Oh, yes, maths were never my strong point. I have had a very good relationship with this particular GP over many years and apart from the injections being stopped it has also been a shock that he has become quite dogmatic about this. I believe that there are instructions from higher up the chain, that is, I believe he and all GPs have been instructed to try and get as many people off the injections as possible by the NHS. I have no idea why this might be, but it does seem to be UK wide. It is difficult to argue with the GPs when you feel so low. However, as I am feeling OK now as I had an injection three weeks ago, I feel strong enough to continue the fight.
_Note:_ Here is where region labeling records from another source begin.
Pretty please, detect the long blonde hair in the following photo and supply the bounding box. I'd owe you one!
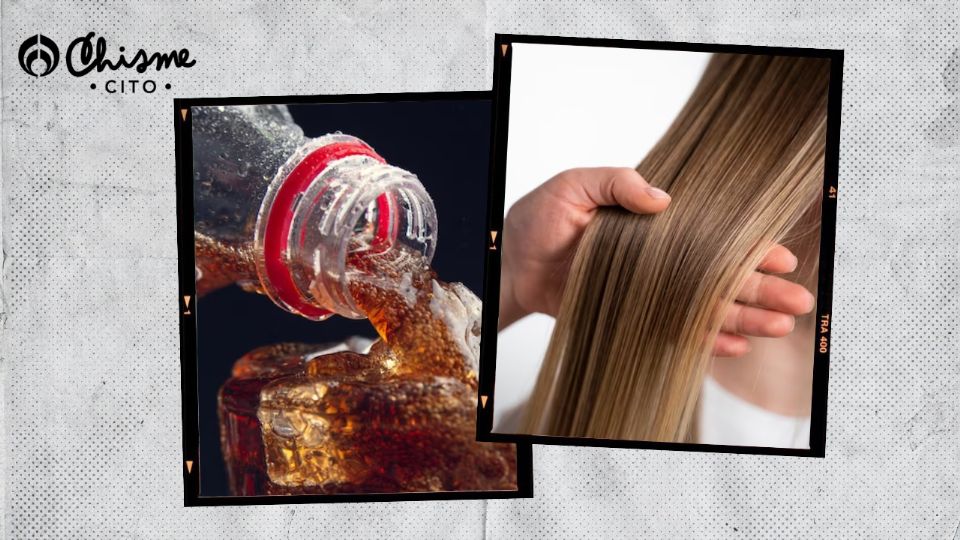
[523,54,829,442]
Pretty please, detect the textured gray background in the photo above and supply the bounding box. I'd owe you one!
[0,1,960,539]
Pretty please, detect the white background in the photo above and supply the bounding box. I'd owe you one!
[494,43,710,431]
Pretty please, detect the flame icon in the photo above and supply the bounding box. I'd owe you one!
[17,34,60,77]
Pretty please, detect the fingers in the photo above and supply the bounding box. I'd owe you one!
[548,167,670,214]
[713,332,750,358]
[737,272,816,315]
[720,303,796,337]
[757,244,798,274]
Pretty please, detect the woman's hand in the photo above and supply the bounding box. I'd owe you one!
[499,167,814,356]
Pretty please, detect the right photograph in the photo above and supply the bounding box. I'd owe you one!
[478,35,842,457]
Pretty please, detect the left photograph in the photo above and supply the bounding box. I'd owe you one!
[175,92,532,505]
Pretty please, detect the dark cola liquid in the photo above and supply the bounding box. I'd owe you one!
[209,234,517,495]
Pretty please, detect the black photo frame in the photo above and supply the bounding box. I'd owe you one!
[173,91,533,506]
[477,34,843,458]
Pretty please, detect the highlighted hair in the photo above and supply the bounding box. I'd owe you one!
[522,54,830,442]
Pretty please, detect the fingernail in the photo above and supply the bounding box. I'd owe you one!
[647,187,670,199]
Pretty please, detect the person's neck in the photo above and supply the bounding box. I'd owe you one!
[709,316,815,417]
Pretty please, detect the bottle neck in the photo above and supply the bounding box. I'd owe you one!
[255,134,436,320]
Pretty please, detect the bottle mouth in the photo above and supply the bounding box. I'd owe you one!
[255,134,436,320]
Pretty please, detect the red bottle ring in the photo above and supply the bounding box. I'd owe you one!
[263,142,395,318]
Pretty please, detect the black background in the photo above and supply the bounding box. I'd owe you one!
[197,99,491,496]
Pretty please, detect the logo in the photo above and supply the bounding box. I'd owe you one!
[19,32,197,94]
[17,34,60,77]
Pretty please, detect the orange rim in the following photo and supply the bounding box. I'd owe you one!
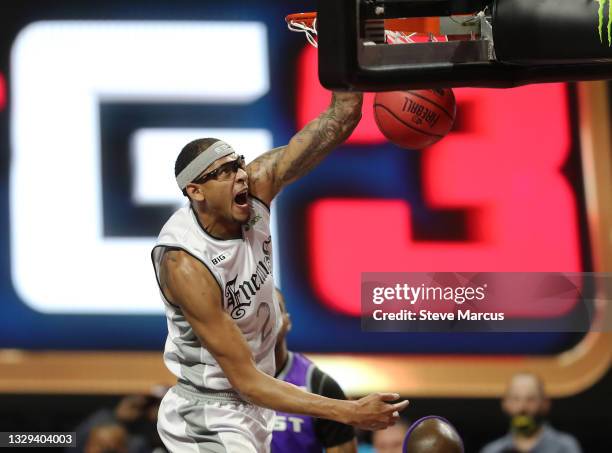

Cherylclaire profile image
CherylclaireForum Support in reply toBoodlecat

"First do no harm": it will become evident that, in attempting to please the powers-that-be on this issue, GPs will be pushed into having to ignore returning symptoms. This won't sit well with them.

What we really need before change in treatment is research.

Mollieharry profile image
Mollieharry

I’ve got the same symptoms as you cauliflowercheese.the doctor had withdrew my injections too because of covid,even though I had told them previously that every 3 months just wasn’t cutting it.i started taking high doses of sublinguals but defo not helping.too tired to argue with doctors and very afraid to go back to how I felt a year ago,so I have now decided with the advice I’ve read from this site to buy and self administer injections myself.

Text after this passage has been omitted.